Standing on the corner, waiting for a job, is not fun.

Who Will Race to the Top?

Friday, July 31st, 2009

Race to Top money provides short-term grants for teacher professional development, teacher pay, standards-based assessment, and accountability for struggling schools.

Colorado is running a full-court press to compete for the Obama administration’s Race to the Top money for education reform.  The state’s Lt. Governor, Barbara O’Brien, says Colorado is well positioned to bring in some RTT money.

Colorado needs RTT and budget reform to meet kid needs

Colorado’s legislature, through its interim School Finance Committee, is also trying to revise its long-term strategy for funding public schools. The current school finance formula focuses on equity and adequacy based generally on district size.
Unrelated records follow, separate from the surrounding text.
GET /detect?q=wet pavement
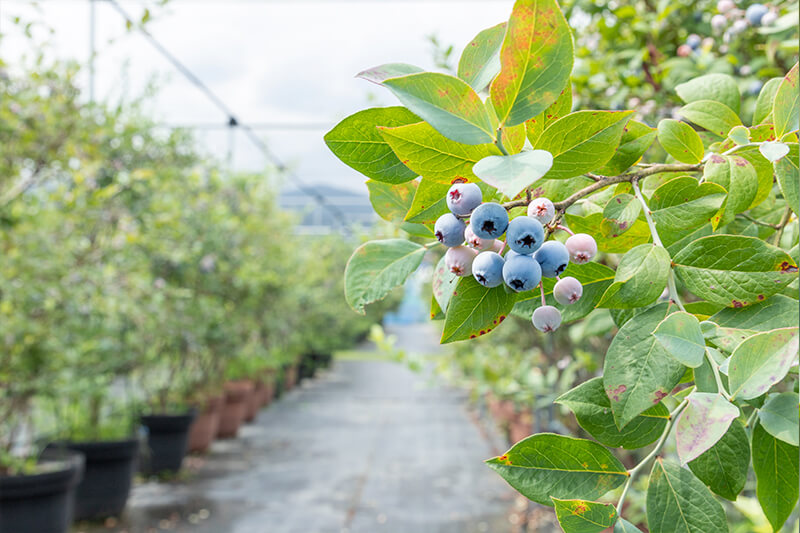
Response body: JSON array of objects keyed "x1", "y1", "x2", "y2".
[{"x1": 76, "y1": 324, "x2": 514, "y2": 533}]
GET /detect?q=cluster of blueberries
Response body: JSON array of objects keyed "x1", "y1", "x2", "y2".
[
  {"x1": 678, "y1": 2, "x2": 777, "y2": 58},
  {"x1": 434, "y1": 183, "x2": 598, "y2": 333}
]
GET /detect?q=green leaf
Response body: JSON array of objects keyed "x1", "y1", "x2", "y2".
[
  {"x1": 597, "y1": 120, "x2": 657, "y2": 175},
  {"x1": 679, "y1": 100, "x2": 742, "y2": 137},
  {"x1": 614, "y1": 518, "x2": 644, "y2": 532},
  {"x1": 598, "y1": 244, "x2": 670, "y2": 309},
  {"x1": 552, "y1": 498, "x2": 618, "y2": 533},
  {"x1": 512, "y1": 262, "x2": 615, "y2": 323},
  {"x1": 675, "y1": 73, "x2": 741, "y2": 115},
  {"x1": 759, "y1": 392, "x2": 799, "y2": 446},
  {"x1": 564, "y1": 213, "x2": 651, "y2": 253},
  {"x1": 728, "y1": 327, "x2": 799, "y2": 400},
  {"x1": 601, "y1": 193, "x2": 641, "y2": 238},
  {"x1": 383, "y1": 72, "x2": 494, "y2": 145},
  {"x1": 736, "y1": 146, "x2": 775, "y2": 210},
  {"x1": 458, "y1": 22, "x2": 507, "y2": 92},
  {"x1": 649, "y1": 176, "x2": 727, "y2": 231},
  {"x1": 775, "y1": 143, "x2": 799, "y2": 215},
  {"x1": 753, "y1": 78, "x2": 782, "y2": 125},
  {"x1": 357, "y1": 63, "x2": 423, "y2": 84},
  {"x1": 752, "y1": 422, "x2": 799, "y2": 532},
  {"x1": 727, "y1": 125, "x2": 751, "y2": 146},
  {"x1": 653, "y1": 312, "x2": 705, "y2": 368},
  {"x1": 702, "y1": 155, "x2": 758, "y2": 229},
  {"x1": 344, "y1": 239, "x2": 426, "y2": 313},
  {"x1": 472, "y1": 150, "x2": 553, "y2": 199},
  {"x1": 324, "y1": 107, "x2": 420, "y2": 183},
  {"x1": 486, "y1": 433, "x2": 627, "y2": 506},
  {"x1": 366, "y1": 180, "x2": 416, "y2": 222},
  {"x1": 675, "y1": 392, "x2": 739, "y2": 464},
  {"x1": 525, "y1": 85, "x2": 573, "y2": 146},
  {"x1": 710, "y1": 294, "x2": 800, "y2": 332},
  {"x1": 432, "y1": 254, "x2": 459, "y2": 313},
  {"x1": 536, "y1": 111, "x2": 634, "y2": 179},
  {"x1": 657, "y1": 119, "x2": 704, "y2": 164},
  {"x1": 688, "y1": 420, "x2": 749, "y2": 501},
  {"x1": 556, "y1": 377, "x2": 669, "y2": 449},
  {"x1": 430, "y1": 292, "x2": 444, "y2": 320},
  {"x1": 441, "y1": 276, "x2": 516, "y2": 343},
  {"x1": 490, "y1": 0, "x2": 574, "y2": 127},
  {"x1": 379, "y1": 122, "x2": 500, "y2": 183},
  {"x1": 773, "y1": 62, "x2": 799, "y2": 139},
  {"x1": 646, "y1": 459, "x2": 728, "y2": 533},
  {"x1": 603, "y1": 303, "x2": 686, "y2": 428},
  {"x1": 672, "y1": 235, "x2": 798, "y2": 308}
]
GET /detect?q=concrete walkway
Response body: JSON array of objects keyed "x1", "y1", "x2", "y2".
[{"x1": 79, "y1": 325, "x2": 513, "y2": 533}]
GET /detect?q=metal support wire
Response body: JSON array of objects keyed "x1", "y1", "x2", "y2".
[{"x1": 103, "y1": 0, "x2": 352, "y2": 232}]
The state provides extra money to low-property-tax districts to “equalize” funding with high-property-tax districts.

The question remains: Is any of this funding adequate to achieve a “world class” public education system?

Colorado uses ‘categoricals’ for special-needs funds

The state uses “categorical grants” for special education, vocational education, gifted and talented programs, transportation, expelled and at-risk students, and English language proficiency. The current school finance bill, SB09-256, provides $230 million-plus in categorical funding for 2009-2010.

Does funding through categoricals meets the learning needs of kids?

Colorado just gets by ‘on the cheap’

According to State Senator Chris Romer, D-Denver and co-founder of the nonprofit Great Education Colorado, the state gets by “on the cheap” for education funding.  Colorado’s large middle- to upper-middle-class population provides a setting for middle-class kids who are “prepared for school” and have lots of resources at home. This advantage helps kids learn, despite the state’s near-bottom-of-the-nation financing for public schools.  The state is rated “average” in school performance across the nation.

But this low funding hurts kids in poorer homes who don’t have the same learning edge.

Poor kids struggle, unprepared for school

More than 65,000 Colorado kids under 5 years old live in extreme poverty, according to the Colorado Children’s Campaign. This number is growing faster than the national average. Eventually these children, and many other poor kids, end up in the state’s dropout statistics.

Most public school districts in the United States use free and reduced lunch as a “proxy” or predictor for at-risk kids. Dr. Alex Medler of the Children’s Campaign acknowledges that poverty is the largest umbrella indicator for at-risk kids.

Precise indicators exist to determine school funding and education reform

In Colorado, if a ninth-grade student has one or more F’s on a semester report card, there’s a 9 in 10 chance the child will drop out. Similarly, if a high school kid has 20 or more absences in a quarter, the child is at least 60% more likely to drop out. Fifty percent of dropouts have had at least one suspension in four years.

Student centered funding gives new approach to school finance

The School Finance Committee, concerned about dropout levels and under-performing public high schools, is looking at a student-centered funding system as a possible replacement for the current method.

Student-centered funding “drives funds to schools, with additional weights for school-based decisions.”   Schools will receive more money for English language learners, low performers, kids with lots of absences, etc.

The goal of student-centered funding is to give local schools more flexibility in dealing with diverse student populations. The system also can more closely connect budgeting with standards and assessment, providing more accountability.

Of course, any school-finance change begs the question of reform if it ends up that not enough money is in the system to begin with.  While the state is trying for school finance reform, Race to Top can provide the short term resources to give students a chance at excellence.